Monday April 16 2018

More mothers embrace natural family planning methods

More mothers embrace natural family planning methods

A peer educator shows students how to use cycle beads. Each bead represents a day of the cycle and the colour helps you to determine if you are likely to be fertile that day. Photo by Gillian Nantume 

By GILLIAN NANTUME

After her first child, Aisha Nakanja made a decision not to use contraceptives. Besides her religious restrictions, she was scared of the consequences of modern contraceptive methods. “I had seen how some of these family planning methods had affected my friends and did not want to be like them,” she says.
Her husband had also warned her against spacing her children. However, after five pregnancies, the 30-year-old visited a health centre to learn about natural family planning methods.

According to a Family Planning 2020 (FP2020) Progress Report, Momentum at the Midpoint, 2015-2016, released on November 1, 2016, the demand for family planning in Uganda is growing and contraceptive use is becoming more common. As of 2016, Uganda had added 613,000 modern contraceptive users since 2012.

However, there is also a growing section of women, especially in rural areas, who find it more convenient to use natural family planning methods. According to Josephine Nawampande, a midwife at Pigeon General Medical Centre in Namwendwa, Kamuli District, few women are adhering to the call for family planning.
“There is lack of information to allay the fears of women in rural areas regarding the myths associated with contraceptive methods. Most use herbs to space their children yet some of these herbs can be harmful to their reproductive systems in the long run.”

In an earlier interview, Dr Aggrey Batesaaki, the Kamuli District health officer, said the uptake of family planning in the district is low – about 23.2 per cent. “We have a high fertility rate of 6.7 per cent. Deep in the villages, every woman is expected to produce at least seven children.”
Besides herbs, whose potency one can never be sure of, there other natural methods of family planning that a woman can use.

Lactation amenorrhea
This is a temporary contraceptive method that relies on exclusive breast feeding. It usually lasts for only six months after giving birth. Sister Mary Nakakaawa, a midwife at Kamuli Mission Hospital, says, “This is a method for mothers who have just delivered. For it to be effective, the baby must be less than six months old.
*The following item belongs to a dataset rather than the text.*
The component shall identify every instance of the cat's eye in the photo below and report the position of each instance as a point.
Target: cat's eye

The mother has to breastfeed often, exclusively, and should not have resumed menstruation.” All three conditions have to work together. If one of them is breached, then the method stops working, and the mother has to be put on another family planning method.

Two Day method
This method involves a woman checking the type, colour, and consistency of her vaginal discharge as an indicator of her fertility. There is even an App available on Google store to help women in this endeavor. If you do not have a smartphone, there is an easier way to track your discharge.
“We teach the woman about her secretions,” Sister Nakakaawa says, continuing, “In the fertile days, her secretions are like raw egg white and they stretch.
A few days after menstruation, the secretions begin, in small amounts and then, go on increasing until they peak, then decrease as the menstrual cycle ends. A woman can see these secretions on toilet paper, underwear, or feel them with her fingers.”
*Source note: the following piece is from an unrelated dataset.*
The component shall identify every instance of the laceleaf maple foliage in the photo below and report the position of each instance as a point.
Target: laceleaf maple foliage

A midwife should teach the mother how to examine herself every day, before bedtime and what she sees is recorded on a special calendar. Two days are added to each particular record. “If she sees a secretion today, and none tomorrow, or vice versa, then she can get pregnant. If there are no secretions for two consecutive days, then she cannot get pregnant.”

Cycle beads
This type of natural family planning method can only be used by women who have regular menstrual cycles of 26–32 days. A woman who menstruates twice a month or has irregular periods cannot use cycle beads. “The white beads show the fertile days, which are 12,” Sister Nakakaawa says, adding, “The brown beads show the days when a woman is not fertile. When you start menstruating, put the black ring on the red bead and mark that day on a calendar.
Then, every day, keep on moving the ring onto another bead.” When the ring reaches the white beads, a woman should abstain from having sex because that is when she is most fertile. “If you finish all the beads without menstruating, then this method is not for you because your cycle is too long,” Sister Nakakaawa advises, adding, “If you begin menstruating immediately after completing the white beads, this method is also not good for you because your cycle is less than 26 days.”

Acceptability
Natural family planning is more acceptable to women in rural areas because this is something they can do without the fear of being detected by their husbands.
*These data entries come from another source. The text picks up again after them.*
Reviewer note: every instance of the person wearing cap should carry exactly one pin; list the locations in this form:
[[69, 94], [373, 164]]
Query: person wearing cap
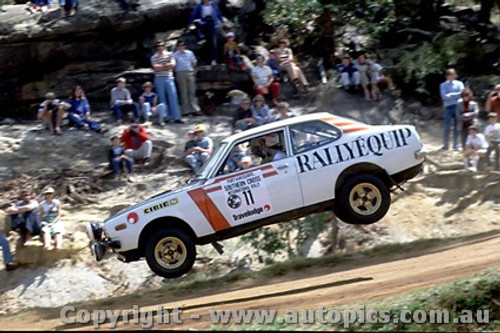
[[185, 75], [197, 155], [287, 63], [475, 147], [51, 111], [492, 135], [263, 79], [207, 16], [118, 159], [136, 142], [467, 113], [50, 213], [121, 101], [148, 103], [24, 216], [163, 64], [232, 53]]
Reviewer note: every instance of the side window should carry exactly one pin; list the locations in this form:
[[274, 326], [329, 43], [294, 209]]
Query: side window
[[255, 151], [312, 134]]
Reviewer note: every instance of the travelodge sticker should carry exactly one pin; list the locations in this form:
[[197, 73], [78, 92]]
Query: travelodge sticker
[[246, 195]]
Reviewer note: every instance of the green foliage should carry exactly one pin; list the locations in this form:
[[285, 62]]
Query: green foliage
[[285, 237]]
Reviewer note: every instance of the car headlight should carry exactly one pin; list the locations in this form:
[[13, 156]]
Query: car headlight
[[94, 231]]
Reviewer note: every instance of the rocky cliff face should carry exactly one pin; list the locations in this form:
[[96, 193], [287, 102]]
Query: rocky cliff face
[[38, 54]]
According to the midwife, many women are trying out the natural family planning methods. For instance, from November 2016 to March 2017, the hospital taught 500 women how to use these methods. “The problem with artificial family planning is the side effects, the worst of which is excessive bleeding. Some women bleed for two months after going off the method, painful legs, backaches, and nausea,” says sister Nakakaawa. With drug shortages plaguing health centres in rural areas, the supply of family planning commodities might be sporadic. Natural family planning methods may be the answer to helping women manage their families and sexuality much more effectively.

Questions to ask
• Are there any health conditions that may prevent me from using natural family planning?

• What should my cervical mucus look and feel like when I’m not ovulating compared to when I am?

• How long should it take for me to rely on natural family planning?

• Do you recommend working with an natural planning teacher?